ConservativeHome’s Peter Hoskin has written a fine post on why the right should stick up for Nick Clegg, which equally functions as a demonstration of why the left should not (unless, as Lenin put it, we support him “as the rope supports a hanged man”). Hoskin notes Clegg’s early support for austerity (he pledged that the Liberal Democrats would eliminate the deficit through spending cuts alone, a stance that put him to the right of George Osborne) and his opposition to universal benefits for the elderly. Even when the Lib Dems were still officially opposed to immediate spending cuts and to higher tuition fees, it was clear that Clegg’s heart wasn’t in it (he simply accepted that his leftish party would not accept a change of policy ). Under the cover of coalition government, he has emerged as the right-leaning politician he always was.

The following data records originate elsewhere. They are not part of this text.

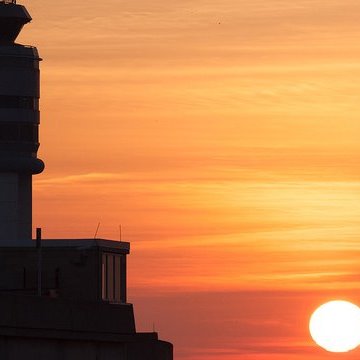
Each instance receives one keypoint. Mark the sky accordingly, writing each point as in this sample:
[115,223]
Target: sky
[223,137]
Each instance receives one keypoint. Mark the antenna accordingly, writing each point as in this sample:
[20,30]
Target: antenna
[97,229]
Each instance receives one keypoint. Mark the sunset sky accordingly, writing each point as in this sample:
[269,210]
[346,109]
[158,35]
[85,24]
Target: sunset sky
[223,135]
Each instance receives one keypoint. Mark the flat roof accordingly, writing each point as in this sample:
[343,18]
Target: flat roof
[74,243]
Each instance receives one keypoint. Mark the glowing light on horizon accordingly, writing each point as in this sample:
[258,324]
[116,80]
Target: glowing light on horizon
[335,326]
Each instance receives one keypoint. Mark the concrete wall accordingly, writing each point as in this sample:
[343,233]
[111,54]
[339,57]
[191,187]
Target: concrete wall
[38,328]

The coverage of his comeback interview with the Guardian inevitably focused on his call for a new wealth tax, but as notable was the contempt he showed for left-wing voters. He told the paper:
Frankly, there are a group of people who don’t like any government in power and are always going to shout betrayal. We have lost them and they are not going to come back by 2015. Our job is not to look mournfully in the rear view mirror and hope that somehow we will claw them back. Some of them basically seem to regard Liberal Democrats in coalition as a mortal sin.
Clegg’s resigned tone (“they are not going to come back by 2015”) is extraordinary. Psephologically speaking, he’s almost certainly right, but since when has a politician willfully abandoned so many voters? Rather than traducing the millions who have turned against the Lib Dems (in an interview with the Guardian, of all places), shouldn’t he be trying to “claw them back”? When he declares that it’s not his “job” to do so, one is tempted to reply, “actually, it is”.

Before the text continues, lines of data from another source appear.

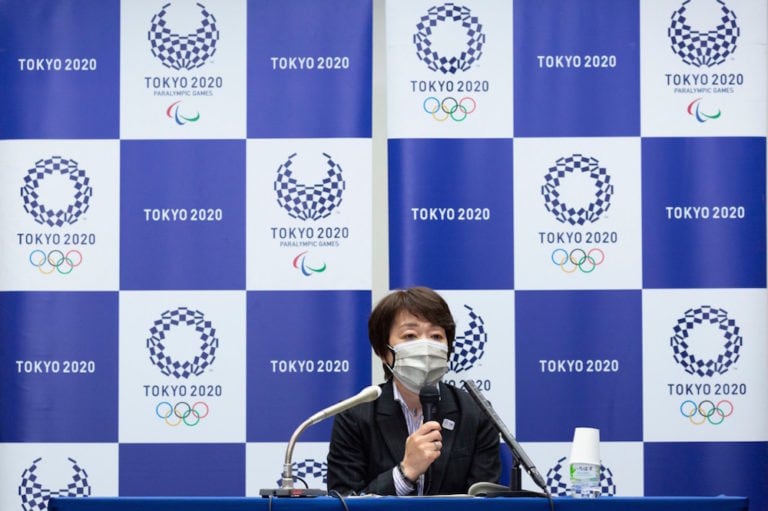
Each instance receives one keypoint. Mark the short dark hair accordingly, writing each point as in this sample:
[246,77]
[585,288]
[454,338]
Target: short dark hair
[422,302]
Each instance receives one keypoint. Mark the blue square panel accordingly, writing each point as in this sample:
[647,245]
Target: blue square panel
[709,469]
[450,213]
[59,381]
[578,356]
[193,470]
[306,351]
[704,212]
[61,70]
[577,68]
[182,214]
[310,69]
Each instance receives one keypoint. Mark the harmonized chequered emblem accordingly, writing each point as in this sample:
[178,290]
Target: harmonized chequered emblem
[35,205]
[187,51]
[34,496]
[703,48]
[574,165]
[559,482]
[431,56]
[309,470]
[469,346]
[182,316]
[309,202]
[684,332]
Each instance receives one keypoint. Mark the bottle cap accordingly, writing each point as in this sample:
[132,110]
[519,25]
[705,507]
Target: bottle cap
[586,446]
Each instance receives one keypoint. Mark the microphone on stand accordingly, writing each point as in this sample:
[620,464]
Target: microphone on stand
[286,489]
[429,397]
[517,450]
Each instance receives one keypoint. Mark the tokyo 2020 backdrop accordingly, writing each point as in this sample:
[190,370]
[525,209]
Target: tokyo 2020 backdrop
[186,228]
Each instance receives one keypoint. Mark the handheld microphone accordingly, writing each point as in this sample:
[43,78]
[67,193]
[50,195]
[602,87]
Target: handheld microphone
[429,397]
[517,450]
[286,489]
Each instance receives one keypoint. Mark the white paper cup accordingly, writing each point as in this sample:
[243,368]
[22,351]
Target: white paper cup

At the very least, Clegg could highlight some of the leftish policies the coalition has pursued (a 35% increase in international development spending, a ring-fenced NHS budget, an increase in capital gains tax). But when it comes to voters, the Lib Dem leader appers to value quality over quantity. Like Kurt Cobain, he would rather be hated for who he is, than loved for who he’s not.
There is something admirable about such political purity but his MPs, looking nervously at their party’s disastrous poll ratings (they are averaging around 10 per cent), will surely question his judgement.